Feeling cooped up and deprived of your favorite routines? If so, you have much in common with Ravens coach John Harbaugh.
On a conference call with season-ticket holders Thursday, Harbaugh said he's going stir crazy, just like so many other people trapped at home by the coronavirus pandemic.
Harbaugh said the Ravens have done their best to "turn over every stone and look hard at every possibility" during the pandemic. But as the team goes through virtual offseason workouts, he's eager for a return to normalcy. "It's not quite the same, for sure, as being back with the guys and back in the building," he said.
Commissioner Roger Goodell said on a conference call Thursday that he hopes to clear coaches to return to team facilities next week. That would be a welcome hint of things to come for Harbaugh.
"I just want to get back on the grass," he said.
Despite the lack of live workouts, Harbaugh offered numerous glimpses of his thinking about the team's 2020 roster.
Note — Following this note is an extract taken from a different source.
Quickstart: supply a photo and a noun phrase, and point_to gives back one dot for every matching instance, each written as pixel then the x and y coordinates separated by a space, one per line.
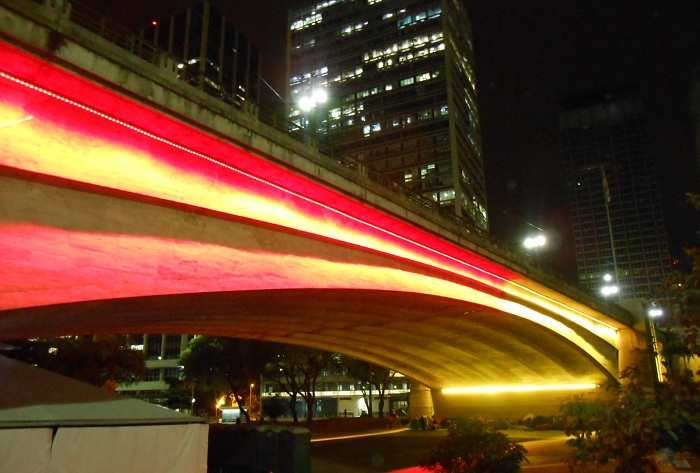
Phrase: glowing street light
pixel 609 289
pixel 535 242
He said first-round pick Patrick Queen will likely operate at the heart of the defense, picking up a legacy forged by Pro Bowl middle linebackers Ray Lewis and C.J. Mosley. "We'll play him probably at MIKE, for the most part, right there in the middle," Harbaugh said. "We'll let him use his speed and his instinct to run around and make plays in all three phases, to be a three-down guy both in our base package and our sub package."
He said third-round pick Malik Harrison will probably play on the weak side in the team's base defense but could also take repetitions at middle linebacker.
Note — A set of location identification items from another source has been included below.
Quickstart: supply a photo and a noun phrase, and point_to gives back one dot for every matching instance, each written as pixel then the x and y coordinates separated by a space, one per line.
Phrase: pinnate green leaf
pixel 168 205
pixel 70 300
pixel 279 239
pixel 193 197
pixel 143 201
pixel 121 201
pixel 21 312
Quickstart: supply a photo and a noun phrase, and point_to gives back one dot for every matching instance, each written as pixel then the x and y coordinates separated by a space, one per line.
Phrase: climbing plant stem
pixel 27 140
"We'll flip those guys around," Harbaugh said. "Really to say they're a specific position is probably not all that accurate. ... We'll just see how much playing time they earn. We expect them to earn a lot of playing time. We're really fired up about those two guys.""
Harbaugh expects greater production from the team's defensive front, which was bolstered by offseason acquisitions Calais Campbell and Derek Wolfe and by draft picks Justin Madubuike and Broderick Washington Jr. He said the Ravens looked for linemen to cut off outside runs, which hurt them last year and will be used heavily by AFC North opponents.